$\dim\{f:(-1,1)\to \mathbb{R}\mid f^{(n)}(0)=0 ~\forall~ n~\geq0\}=\infty$ if $f\in C^\infty[-1,1]$

Claim: $$V=\{f:(-1,1)\to \mathbb{R}\mid f^{(n)}(0)=0 ~\forall~ n~\geq0\}$$ is infinite dimensional over $\mathbb{R}$ where $f$ is infinitely differentiable on $(-1,1)$.

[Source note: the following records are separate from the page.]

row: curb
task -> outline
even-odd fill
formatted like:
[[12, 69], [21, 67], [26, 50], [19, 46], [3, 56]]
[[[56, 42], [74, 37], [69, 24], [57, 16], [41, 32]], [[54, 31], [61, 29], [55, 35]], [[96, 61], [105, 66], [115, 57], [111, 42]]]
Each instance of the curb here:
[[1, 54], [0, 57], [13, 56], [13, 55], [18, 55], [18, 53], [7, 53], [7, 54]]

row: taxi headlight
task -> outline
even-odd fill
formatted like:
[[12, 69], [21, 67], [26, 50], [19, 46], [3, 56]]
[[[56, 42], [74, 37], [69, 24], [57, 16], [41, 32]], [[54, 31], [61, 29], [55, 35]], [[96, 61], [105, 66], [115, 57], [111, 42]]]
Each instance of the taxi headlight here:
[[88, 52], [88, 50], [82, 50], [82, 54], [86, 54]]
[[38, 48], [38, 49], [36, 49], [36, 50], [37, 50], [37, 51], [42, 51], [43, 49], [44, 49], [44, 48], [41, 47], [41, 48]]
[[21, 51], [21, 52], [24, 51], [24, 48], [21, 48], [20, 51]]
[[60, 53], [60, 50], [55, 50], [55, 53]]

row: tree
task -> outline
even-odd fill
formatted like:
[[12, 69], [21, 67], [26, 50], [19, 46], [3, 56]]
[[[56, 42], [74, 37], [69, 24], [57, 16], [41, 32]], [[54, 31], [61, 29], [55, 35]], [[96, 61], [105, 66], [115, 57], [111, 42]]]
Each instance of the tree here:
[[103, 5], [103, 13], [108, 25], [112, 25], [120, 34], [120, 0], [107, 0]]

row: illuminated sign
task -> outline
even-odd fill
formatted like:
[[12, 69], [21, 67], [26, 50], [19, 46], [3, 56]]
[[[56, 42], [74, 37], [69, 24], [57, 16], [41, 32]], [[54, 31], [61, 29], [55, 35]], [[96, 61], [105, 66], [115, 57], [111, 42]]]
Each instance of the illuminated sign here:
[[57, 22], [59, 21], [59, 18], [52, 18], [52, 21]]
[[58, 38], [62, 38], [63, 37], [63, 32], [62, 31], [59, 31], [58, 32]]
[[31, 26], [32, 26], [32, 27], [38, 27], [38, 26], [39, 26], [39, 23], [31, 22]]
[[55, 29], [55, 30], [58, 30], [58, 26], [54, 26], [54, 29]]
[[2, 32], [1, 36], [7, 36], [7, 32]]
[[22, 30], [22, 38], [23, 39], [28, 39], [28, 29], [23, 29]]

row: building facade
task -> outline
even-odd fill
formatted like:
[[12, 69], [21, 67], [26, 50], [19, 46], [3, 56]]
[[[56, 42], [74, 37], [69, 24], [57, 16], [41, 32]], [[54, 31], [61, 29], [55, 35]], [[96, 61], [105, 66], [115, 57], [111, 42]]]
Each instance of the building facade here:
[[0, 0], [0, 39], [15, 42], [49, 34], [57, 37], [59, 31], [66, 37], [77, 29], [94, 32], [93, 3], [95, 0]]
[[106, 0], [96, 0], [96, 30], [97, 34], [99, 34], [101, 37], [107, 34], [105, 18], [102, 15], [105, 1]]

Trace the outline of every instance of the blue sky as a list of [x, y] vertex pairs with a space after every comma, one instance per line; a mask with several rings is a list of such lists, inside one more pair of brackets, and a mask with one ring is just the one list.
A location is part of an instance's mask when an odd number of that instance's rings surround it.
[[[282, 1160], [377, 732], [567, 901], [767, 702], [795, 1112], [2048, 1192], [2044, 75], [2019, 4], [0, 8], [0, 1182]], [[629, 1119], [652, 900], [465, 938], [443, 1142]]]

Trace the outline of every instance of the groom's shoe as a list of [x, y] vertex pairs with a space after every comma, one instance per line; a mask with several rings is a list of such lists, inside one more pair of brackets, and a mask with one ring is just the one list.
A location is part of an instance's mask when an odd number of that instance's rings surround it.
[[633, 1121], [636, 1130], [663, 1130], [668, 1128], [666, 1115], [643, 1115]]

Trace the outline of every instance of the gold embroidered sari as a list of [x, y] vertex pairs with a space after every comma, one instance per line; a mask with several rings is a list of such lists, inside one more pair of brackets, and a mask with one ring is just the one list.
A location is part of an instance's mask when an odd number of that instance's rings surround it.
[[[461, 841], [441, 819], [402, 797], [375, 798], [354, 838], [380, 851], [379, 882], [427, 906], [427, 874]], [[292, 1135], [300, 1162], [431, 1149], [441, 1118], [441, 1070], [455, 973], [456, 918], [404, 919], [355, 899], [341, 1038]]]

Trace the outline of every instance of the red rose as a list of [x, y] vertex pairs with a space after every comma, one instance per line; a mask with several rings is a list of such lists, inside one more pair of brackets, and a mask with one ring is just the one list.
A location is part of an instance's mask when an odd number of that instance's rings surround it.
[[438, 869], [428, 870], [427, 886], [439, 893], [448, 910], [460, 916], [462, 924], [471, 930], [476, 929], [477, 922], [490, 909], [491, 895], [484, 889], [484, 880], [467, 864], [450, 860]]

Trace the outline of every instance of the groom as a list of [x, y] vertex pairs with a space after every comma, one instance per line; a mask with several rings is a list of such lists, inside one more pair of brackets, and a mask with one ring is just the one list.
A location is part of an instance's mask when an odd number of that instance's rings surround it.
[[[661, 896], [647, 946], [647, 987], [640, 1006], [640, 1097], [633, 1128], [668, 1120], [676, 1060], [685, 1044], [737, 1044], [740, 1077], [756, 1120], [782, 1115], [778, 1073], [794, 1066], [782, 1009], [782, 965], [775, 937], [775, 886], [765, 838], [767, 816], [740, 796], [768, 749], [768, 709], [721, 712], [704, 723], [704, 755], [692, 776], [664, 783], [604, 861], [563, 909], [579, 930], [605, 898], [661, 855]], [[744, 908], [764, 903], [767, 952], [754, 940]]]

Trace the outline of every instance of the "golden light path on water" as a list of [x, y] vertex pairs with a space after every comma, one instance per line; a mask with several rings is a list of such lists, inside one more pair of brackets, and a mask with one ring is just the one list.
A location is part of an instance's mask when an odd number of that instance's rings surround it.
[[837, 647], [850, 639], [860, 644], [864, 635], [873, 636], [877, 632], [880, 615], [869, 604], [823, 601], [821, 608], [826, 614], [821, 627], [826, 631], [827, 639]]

Attempt: Before handling the dimension I'm wondering what functions does $V$ contain. If we remove the property $f^{(n)}(0)=0 ~\forall~ n~\geq0$ of the functions of $V$ we get that $V$ contains polynomials, exponential functions, trigonometric functions but non of these have $f^{(n)}(0)=0 ~\forall~ n~\geq0$. So, all these types of functions that I mentioned won't work except for the zero function but that makes the dimension of $V$ $1$ if I consider that $0$ is the only possible function in $V$ which is not the case. What are those functions that I'm missing? Any hints?

Solution 1:

Hint: $e^{-n/x^{2}}, n=1,2,...$ are linearly independent elements of $V$. (These functions are given the value $0$ at $x=0$).

It helps to make the change of variable $y=\frac 1 x$ in the proof of independence.